Batches of bright, multicolored fentanyl have made their way into La Plata County, said Sheriff’s Office spokesman Chris Burke.
“It’s been in the area about a month,” Burke said. “Fentanyl can be pressed into any color. They’re just as deadly as the other tablets. Any form of these pills is deadly.”
Burke said most fentanyl doses come in blue tablets but can be in any color. The pills are the size of an aspirin with an “M” on one side and the number 30 on the other.
Since August, the DEA and law enforcement have seized rainbow fentanyl from 26 states, according to the DEA’s website. The trend to dye the pills in bright colors is done to make them look like candy to young people and children.
“Rainbow fentanyl is a deliberate effort by drug traffickers to drive addiction among kids and young adults,” said DEA Administrator Ann Milgram in a news release.

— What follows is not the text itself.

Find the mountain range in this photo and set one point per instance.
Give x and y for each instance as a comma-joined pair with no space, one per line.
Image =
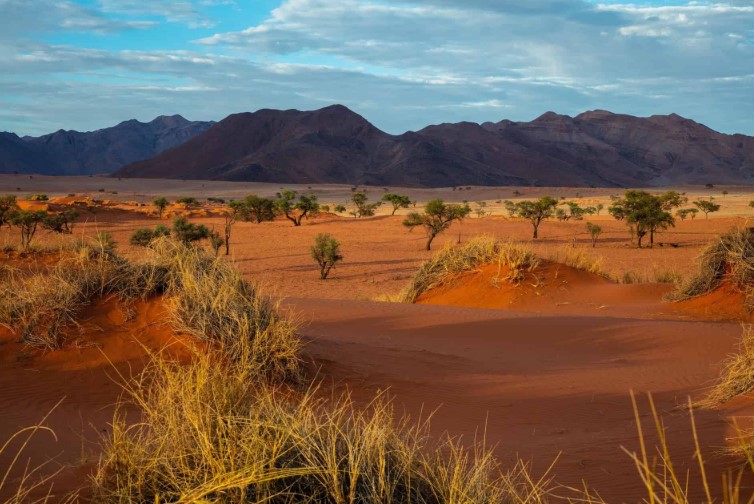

Despite claims that certain colors may be more potent than others, DEA’s laboratory testing has disproved there is any difference. Every color, shape and size of fentanyl should be considered extremely dangerous, Milgram said.
With Halloween around the corner, Burke has a some advice for parents and their children regarding what to keep and what to throw out.
“Trunk-or-treating is always a safer option to trick-or-treating because you know the people better,” Burke said. “Parents should also dispose of any unwrapped candy. Any substance that’s not identifiable, throw it out. Get rid of it. Don’t even touch it. If there is anything suspicious, contact law enforcement.”
Fentanyl is a synthetic opioid 50 times more potent than heroin and 100 times more potent than morphine, according to the DEA website. Just 2 milligrams of fentanyl can be a lethal dose, and it remains the deadliest drug threat in the U.S. to date.